Return to the root of the repository if you haven't already.

Create required policies

Create a Nomad namespace:

nomad namespace apply \
    -description "namespace for Consul API Gateways" \
    ingress

Create a Consul policy for the API Gateway and a role with access to that policy. Note that the name of the role must match the binding rule nomad-${value.nomad_namespace}-tasks that you have previously set up for using Nomad Workload Identity with Consul, when used with the ingress namespace you just created.

consul acl policy create -name "api-gateways" \
    -description "api gateway policy" \
    -rules @acls/api-gateway.policy.hcl

consul acl role create \
       -name "nomad-ingress-tasks" \
       -description "role for Nomad API gateway workloads" \
       -policy-name "api-gateways"

Upload certificates for API Gateway

The API Gateway job needs Consul mTLS certificates to communicate with Consul. The job specification uses Nomad Variables to store these securely, but you could also use Vault secrets. These variables need to be written to the same namespace that the job will be deployed to.

nomad var put -namespace ingress \
    nomad/jobs/ingress/gateway/setup \
    consul_cacert=@$CONSUL_CACERT \
    consul_client_cert=@$CONSUL_CLIENT_CERT \
    consul_client_key=@$CONSUL_CLIENT_KEY

Deploy API Gateway

Look at the api-gateway.nomad.hcl job specification file at the root of this repository. Edit the main listener port network.port.http.static so that it's listening on whichever port you'd like.

Run the Nomad job.

nomad job run ./api-gateway.nomad.hcl

If you have specific Docker images or Nomad namespace you'd like to use, pass the -var option to the nomad job run command.
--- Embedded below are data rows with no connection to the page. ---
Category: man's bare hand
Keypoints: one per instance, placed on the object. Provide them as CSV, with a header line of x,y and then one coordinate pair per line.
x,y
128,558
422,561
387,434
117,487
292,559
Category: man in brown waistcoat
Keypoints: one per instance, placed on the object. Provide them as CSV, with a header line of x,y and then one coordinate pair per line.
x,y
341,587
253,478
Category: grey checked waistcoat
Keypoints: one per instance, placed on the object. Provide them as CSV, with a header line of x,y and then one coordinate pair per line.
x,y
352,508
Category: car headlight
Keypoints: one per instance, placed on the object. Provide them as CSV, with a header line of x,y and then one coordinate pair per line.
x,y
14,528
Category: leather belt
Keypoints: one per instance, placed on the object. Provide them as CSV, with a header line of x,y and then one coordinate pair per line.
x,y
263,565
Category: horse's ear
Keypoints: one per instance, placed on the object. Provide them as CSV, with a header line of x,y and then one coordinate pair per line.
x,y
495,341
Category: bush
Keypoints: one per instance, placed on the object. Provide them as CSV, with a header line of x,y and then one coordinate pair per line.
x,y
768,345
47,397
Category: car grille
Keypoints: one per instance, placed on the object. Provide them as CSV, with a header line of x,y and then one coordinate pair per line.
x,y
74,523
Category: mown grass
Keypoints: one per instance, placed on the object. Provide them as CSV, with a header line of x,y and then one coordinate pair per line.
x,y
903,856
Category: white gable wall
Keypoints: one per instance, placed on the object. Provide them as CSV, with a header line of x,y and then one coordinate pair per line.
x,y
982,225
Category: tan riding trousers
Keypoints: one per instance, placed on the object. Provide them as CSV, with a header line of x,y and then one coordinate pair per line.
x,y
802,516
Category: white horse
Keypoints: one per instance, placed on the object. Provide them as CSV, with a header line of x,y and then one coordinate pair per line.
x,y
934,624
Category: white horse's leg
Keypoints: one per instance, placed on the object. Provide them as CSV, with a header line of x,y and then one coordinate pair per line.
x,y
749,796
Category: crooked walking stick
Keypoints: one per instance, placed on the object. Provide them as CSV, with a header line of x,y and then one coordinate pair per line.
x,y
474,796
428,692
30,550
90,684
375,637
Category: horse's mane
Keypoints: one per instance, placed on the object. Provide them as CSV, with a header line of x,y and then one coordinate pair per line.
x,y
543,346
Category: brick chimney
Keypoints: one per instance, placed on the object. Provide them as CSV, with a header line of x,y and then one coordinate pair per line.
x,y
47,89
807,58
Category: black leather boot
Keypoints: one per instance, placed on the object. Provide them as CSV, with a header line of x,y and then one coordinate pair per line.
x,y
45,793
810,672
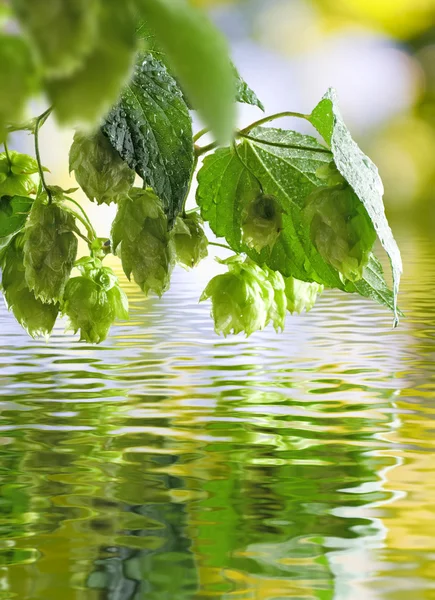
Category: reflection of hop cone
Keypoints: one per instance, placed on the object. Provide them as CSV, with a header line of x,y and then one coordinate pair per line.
x,y
340,229
190,240
261,222
246,298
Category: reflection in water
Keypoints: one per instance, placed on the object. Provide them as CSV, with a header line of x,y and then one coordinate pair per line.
x,y
172,464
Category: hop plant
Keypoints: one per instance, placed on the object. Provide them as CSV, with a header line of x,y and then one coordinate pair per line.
x,y
93,301
245,299
140,237
261,222
190,240
34,316
50,248
301,295
98,168
16,172
340,229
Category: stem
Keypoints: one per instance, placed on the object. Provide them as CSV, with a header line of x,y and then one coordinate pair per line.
x,y
8,158
200,150
89,226
192,173
282,144
40,121
220,246
272,118
200,134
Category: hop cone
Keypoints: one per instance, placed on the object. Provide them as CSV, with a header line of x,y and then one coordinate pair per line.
x,y
93,301
16,175
140,237
340,229
50,249
301,295
98,168
261,222
37,318
190,240
246,298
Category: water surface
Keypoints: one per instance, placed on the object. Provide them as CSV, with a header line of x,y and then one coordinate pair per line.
x,y
170,464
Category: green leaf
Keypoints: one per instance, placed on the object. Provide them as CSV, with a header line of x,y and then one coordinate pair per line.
x,y
98,168
140,237
244,93
374,286
87,94
151,129
50,249
13,214
37,318
198,55
18,79
289,175
62,32
225,186
361,174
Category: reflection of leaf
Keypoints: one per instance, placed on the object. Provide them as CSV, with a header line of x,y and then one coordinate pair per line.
x,y
360,173
151,129
198,55
13,214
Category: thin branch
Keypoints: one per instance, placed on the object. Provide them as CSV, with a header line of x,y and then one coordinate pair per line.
x,y
40,121
282,144
199,135
272,118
For example:

nomad job run \
    -var="consul_image=hashicorp/consul:1.18.1" \
    -var="envoy_image=hashicorp/envoy:1.28.1" \
    -var="namespace=ingress" \
    ./api-gateway.nomad.hcl

Once the deployment is complete, you can check the Consul UI to see the API Gateway registered.

Run an example upstream

This section will run an example upstream application hello and configure access to it from the API Gateway.
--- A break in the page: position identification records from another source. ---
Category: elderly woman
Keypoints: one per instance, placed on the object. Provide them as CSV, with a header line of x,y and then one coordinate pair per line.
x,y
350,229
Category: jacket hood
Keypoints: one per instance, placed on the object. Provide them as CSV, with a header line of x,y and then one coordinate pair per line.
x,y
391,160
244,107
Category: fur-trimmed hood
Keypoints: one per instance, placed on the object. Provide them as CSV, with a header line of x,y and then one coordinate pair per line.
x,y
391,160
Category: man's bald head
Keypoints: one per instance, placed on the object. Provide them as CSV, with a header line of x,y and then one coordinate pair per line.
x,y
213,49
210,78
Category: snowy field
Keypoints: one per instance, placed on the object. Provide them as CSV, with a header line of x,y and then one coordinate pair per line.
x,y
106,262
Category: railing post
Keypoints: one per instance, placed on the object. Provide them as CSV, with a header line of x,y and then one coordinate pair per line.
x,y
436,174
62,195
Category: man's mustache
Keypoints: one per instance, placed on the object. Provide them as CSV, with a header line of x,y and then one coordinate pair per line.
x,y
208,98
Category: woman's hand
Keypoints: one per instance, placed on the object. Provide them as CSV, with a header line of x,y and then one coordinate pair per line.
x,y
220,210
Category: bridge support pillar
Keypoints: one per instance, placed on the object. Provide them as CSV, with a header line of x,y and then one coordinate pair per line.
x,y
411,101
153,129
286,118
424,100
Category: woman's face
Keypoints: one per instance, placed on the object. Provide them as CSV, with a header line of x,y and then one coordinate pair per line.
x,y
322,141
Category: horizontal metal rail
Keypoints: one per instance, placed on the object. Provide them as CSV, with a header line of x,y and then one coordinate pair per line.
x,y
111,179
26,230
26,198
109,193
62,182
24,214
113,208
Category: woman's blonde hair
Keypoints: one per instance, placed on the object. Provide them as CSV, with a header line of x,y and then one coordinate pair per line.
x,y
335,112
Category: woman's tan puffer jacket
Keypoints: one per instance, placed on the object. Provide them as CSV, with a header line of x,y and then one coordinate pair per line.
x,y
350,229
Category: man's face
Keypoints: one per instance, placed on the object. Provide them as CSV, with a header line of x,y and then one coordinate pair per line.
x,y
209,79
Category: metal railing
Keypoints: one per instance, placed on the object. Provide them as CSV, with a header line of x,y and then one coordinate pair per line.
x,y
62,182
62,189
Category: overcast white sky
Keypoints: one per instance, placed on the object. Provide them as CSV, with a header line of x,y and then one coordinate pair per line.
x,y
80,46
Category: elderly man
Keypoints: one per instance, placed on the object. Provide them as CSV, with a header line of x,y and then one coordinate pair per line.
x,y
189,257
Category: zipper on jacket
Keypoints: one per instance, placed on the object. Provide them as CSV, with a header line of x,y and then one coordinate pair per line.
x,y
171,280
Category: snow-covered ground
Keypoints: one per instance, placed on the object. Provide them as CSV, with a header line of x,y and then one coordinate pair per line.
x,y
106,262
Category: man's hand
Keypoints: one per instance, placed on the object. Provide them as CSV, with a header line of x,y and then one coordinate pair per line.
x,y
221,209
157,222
1. Add intentions to allow traffic from the API Gateway to hello by running consul config write example/hello-app-intentions.hcl

2. Register a listener for the API Gateway by running consul config write example/gateway-listeners.hcl

3. Register http routes for the API Gateway so that Envoy knows how and where to write the traffic by running consul config write example/my-http-route.hcl

4. Start the hello app by running nomad run example/hello-app.nomad.hcl

Once the deployment is complete, you can test the API Gateway.

• Run nomad job status -namespace ingress ingress to find the allocation for the API gateway.
• Run nomad alloc -namespace ingress status :allocID to find the address for that allocation.
• Run curl -v http://<api-gateway-address>:<api-gateway-port>/hello
• You should see the response from hello-app.

For additional debugging, you can dive into Envoy configs through the Envoy admin url and nomad alloc exec, Nomad job logs and Consul catalog service definition.